Leocadio nos condujo a una mesa situada en el centro, frente a un estanque cuajado de peces de colores, principalmente verdes y azules. Nos explicó que era una concentración de peces que estaban allí esperando a que pasara la crisis. Algunos tenían las escamas sueltas y un aspecto moribundo. Se debía, me dijo Leo (así le llamaba su mujer) a que les había faltado el oxígeno. Pero otros tenían muy buen aspecto.
-Ve, usted aquel de allí. Es un pez lagarto de la costa esmeralda. Esos aros que tiene cerca de las aletas laterales son una reserva que les ayuda a sobrevivir cuando el nivel de oxigeno en el agua disminuye. Y aquellos con placas plateadas en las agallas, es lo mismo, pura defensa para sobrevivir a momentos de penuria.
Leo dominaba la piscicultura, y me habló de infinidad de peces: el cirujano azul, el pez mariposa de cola roja, damisiela verde, emperador y hasta me hablo de un pez picasso de antifaz. Yo estaba admirado de sus conocimientos.
-¿Y por qué están todos tan gordo? –Le pregunté.
-Paciencia –Hizo un gesto con la palma de la mano, luego llegaremos a eso. Mientras mi mujer y la suya se sentaron cerca de otro estanque, donde nadaban unos pececillos, casi todos rojos y pequeñines.
-¿No ha oído usted lo de que el pez gordo se come al chico?
-Naturalmente, lo he oído, no una, sino mil veces.
-Pues, mire bien, mire.-Allí miles de pececitos diminutos daban boqueadas tratando de sobrevivir a lo que parecía una muerte inminente.
-Cada día un montón de estos pececillos se traspasan al otro estanque, para que se los coman.

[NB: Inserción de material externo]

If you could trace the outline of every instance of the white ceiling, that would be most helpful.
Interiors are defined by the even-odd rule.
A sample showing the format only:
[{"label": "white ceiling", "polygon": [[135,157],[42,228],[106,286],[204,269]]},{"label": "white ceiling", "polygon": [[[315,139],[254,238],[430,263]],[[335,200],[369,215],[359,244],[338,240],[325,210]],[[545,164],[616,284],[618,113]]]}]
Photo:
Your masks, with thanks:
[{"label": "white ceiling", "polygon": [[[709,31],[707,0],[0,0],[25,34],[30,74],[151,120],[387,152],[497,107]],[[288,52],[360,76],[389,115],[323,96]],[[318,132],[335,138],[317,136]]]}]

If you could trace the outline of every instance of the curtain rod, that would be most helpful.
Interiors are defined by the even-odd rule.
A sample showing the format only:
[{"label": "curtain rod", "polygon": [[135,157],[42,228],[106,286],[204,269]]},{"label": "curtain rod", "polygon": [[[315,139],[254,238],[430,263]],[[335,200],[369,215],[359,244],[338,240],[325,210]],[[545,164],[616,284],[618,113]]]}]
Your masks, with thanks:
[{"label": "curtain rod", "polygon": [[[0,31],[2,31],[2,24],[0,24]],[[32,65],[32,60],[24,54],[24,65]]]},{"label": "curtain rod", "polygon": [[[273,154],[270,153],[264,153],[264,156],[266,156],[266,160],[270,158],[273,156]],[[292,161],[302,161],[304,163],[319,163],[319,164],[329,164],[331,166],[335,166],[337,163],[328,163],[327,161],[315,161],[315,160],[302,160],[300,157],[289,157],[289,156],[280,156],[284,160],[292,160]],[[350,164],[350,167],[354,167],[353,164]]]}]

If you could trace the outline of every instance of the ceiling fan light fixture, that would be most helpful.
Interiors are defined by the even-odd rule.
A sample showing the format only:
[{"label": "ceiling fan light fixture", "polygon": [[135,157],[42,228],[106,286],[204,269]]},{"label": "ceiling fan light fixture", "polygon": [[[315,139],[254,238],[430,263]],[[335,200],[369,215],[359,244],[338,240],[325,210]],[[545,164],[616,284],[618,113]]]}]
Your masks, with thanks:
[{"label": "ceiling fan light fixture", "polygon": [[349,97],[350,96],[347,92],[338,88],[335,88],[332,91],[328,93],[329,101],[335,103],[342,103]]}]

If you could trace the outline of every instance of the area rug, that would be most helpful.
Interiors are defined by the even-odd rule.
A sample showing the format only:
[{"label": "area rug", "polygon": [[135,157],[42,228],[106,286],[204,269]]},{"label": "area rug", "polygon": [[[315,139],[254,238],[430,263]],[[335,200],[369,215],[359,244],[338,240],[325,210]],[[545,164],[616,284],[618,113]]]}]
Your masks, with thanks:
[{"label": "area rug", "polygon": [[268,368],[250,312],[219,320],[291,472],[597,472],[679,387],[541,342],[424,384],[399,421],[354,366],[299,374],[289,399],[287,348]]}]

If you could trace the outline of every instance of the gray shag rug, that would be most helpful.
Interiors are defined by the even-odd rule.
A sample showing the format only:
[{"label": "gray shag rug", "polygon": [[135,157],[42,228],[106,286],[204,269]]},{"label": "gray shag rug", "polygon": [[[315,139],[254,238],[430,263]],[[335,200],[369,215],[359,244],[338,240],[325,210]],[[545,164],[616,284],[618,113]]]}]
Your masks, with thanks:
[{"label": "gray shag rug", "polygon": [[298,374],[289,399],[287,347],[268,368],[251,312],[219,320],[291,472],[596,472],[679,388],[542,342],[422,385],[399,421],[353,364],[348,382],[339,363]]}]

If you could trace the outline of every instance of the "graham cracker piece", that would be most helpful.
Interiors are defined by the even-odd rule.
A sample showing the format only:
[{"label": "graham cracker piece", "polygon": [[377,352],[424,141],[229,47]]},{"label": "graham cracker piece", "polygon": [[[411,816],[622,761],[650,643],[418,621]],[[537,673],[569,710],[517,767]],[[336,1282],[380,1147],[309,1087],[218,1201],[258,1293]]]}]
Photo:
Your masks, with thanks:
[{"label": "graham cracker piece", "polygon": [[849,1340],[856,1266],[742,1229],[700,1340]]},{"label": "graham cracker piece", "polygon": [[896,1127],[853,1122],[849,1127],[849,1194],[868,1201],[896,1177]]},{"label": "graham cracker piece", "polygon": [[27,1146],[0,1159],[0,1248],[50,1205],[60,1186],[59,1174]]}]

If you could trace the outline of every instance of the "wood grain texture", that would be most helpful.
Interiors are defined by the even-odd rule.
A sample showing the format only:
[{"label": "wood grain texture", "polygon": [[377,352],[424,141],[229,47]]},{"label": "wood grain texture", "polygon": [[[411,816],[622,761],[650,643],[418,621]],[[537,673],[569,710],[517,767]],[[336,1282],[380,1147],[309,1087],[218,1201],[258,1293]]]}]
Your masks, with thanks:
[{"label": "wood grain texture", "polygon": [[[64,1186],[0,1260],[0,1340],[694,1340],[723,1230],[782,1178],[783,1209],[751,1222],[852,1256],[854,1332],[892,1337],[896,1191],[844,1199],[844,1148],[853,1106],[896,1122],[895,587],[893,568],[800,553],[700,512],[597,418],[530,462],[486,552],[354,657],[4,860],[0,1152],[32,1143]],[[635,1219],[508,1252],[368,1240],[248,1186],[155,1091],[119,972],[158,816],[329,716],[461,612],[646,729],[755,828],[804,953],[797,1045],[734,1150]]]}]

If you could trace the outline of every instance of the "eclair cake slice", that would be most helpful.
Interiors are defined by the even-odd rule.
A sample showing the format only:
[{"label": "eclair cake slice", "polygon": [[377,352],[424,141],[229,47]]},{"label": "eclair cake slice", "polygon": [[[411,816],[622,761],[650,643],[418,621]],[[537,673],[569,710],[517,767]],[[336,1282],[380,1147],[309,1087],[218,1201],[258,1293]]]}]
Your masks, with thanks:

A estos sí que les falta oxígeno, pero son tan débiles que no hay ningún banco de peces donde poder arrojarlos para que sobrevivan.
-¿Y quien los saca de la charca?, en el hotel no veo que trabaje nadie.
- Bueno, eso es verdad, pero le declararé un secreto –me dio un pellizco en el cachete, como hacía Marlon Brando en la película “El padrino” y acercando el aliento de revuelto de setas con ajetes a mi oído, susurró –Yo soy el alcalde de este municipio, y me encargo de los peces gordos y de los otros. Todo queda limpio al final del día, y cuando acabe la crisis ya veremos.
Fin
1 comentario:
Uff que miedo,los hoteles inteligentes, nos van a dejar a todos sin trabajo.